Türkiye Gazeteciler Federasyonu Başkan Vekili İbrahim Erdoğan, Muğla Vali Yardımcıları Mehmet Fikret Çavuş ve Turgut Çelenkoğlu, Muğla Sıtkı Koçman Üniversitesi Rektörü Prof. Dr. Hüseyin Çiçek, Muğla Büyükşehir Belediye Başkanı Dr. Osman Gürün, İYİ Parti Muğla Milletvekili Prof. Dr. Metin Ergun, CHP Muğla Milletvekilleri Burak Erbay ve Süleyman Girgin, CHP Muğla İl Başkanı Adem Zeybekoğlu, İYİ Parti Muğla İl Başkanı İncilay Gezgin Şekerdağ, İl Jandarma Alay Komutanı Tuğgeneral Coşkun Sel, Menteşe Kaymakamı Caner Yıldız, Menteşe Belediye Başkanı Bahattin Gümüş, Yatağan Belediye Başkanı Hasan Haşmet Işık, Milas Belediye Başkan Yardımcısı Faik Karagöz, CHP Milas İlçe Başkanı İlgin Göktepe, İYİ Parti Milas ve CHP Milas İlçe Yönetim Kurulu Üyeleri’nin yanı sıra çok sayıda Muğla merkez ve ilçelerden katılan davetliler, Muğla Gazeteciler Cemiyeti Medya Başarı Ödüllerinin dağıtıldığı gecede basın mensuplarını yalnız bırakmadılar.
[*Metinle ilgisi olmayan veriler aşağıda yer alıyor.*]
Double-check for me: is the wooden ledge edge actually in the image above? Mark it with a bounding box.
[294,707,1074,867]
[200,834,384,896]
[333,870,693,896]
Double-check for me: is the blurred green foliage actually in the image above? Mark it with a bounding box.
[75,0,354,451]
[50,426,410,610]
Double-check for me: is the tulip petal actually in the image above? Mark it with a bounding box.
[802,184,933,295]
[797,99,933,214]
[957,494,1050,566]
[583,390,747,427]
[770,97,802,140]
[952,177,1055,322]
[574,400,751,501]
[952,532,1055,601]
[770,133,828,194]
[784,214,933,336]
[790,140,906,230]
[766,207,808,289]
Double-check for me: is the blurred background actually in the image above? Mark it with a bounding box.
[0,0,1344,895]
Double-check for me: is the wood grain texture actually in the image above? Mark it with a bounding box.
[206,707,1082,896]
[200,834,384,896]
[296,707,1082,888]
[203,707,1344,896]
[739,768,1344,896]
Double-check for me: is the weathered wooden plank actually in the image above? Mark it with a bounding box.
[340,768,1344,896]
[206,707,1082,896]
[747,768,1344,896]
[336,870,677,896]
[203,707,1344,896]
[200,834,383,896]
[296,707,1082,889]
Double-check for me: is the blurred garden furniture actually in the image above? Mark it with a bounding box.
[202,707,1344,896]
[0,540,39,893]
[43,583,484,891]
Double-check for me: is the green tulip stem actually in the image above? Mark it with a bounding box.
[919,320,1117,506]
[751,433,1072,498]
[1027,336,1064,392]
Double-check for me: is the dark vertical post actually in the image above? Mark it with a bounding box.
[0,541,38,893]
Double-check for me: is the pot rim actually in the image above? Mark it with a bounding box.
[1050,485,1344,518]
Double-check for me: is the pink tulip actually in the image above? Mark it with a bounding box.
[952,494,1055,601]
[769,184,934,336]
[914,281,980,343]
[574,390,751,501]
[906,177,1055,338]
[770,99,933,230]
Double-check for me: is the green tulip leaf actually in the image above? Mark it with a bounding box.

Gecenin açılış konuşmasını yapan Cemiyet Başkanı Süleyman Akbulut; “Ülke ekonomisinde daha çok dış kaynaklı müdahalelerle yaşanan gel-gitler, basın sektörünü de derinden etkilemektedir. El birliği ile aşacağımıza inandığımız sıkıntılarımızın başında son dönemlerde yaşanan kâğıt krizi gelmektedir. Kur dalgalanmasıyla birlikte fiyatı adeta ikiye katlanan gazete kâğıdının fahiş durumu ile basın sektöründeki zorluklar had safhaya ulaşmıştır. Dövizdeki anormal dalgalanmaların sarstığı gazete kuruluşlarının pek çoğu kapanma aşamasına gelmiştir” diyerek başladı ve konuşmasını şöyle sürdürdü:

“2019 yılında 30’ncu kuruluş yıldönümünü kutlamaya hazırlandığımız Muğla ilinin en köklü basın meslek kuruluşu olan Muğla gazeteciler Cemiyeti’nin 2018 yılı onur, yönetim kurulu ve medya başarı ödüllerinin dağıtılacağı gecemize hepiniz hoş geldiniz. Sizleri şahsım ve yönetim kurulum adına sevgi ve saygıyla selamlıyorum.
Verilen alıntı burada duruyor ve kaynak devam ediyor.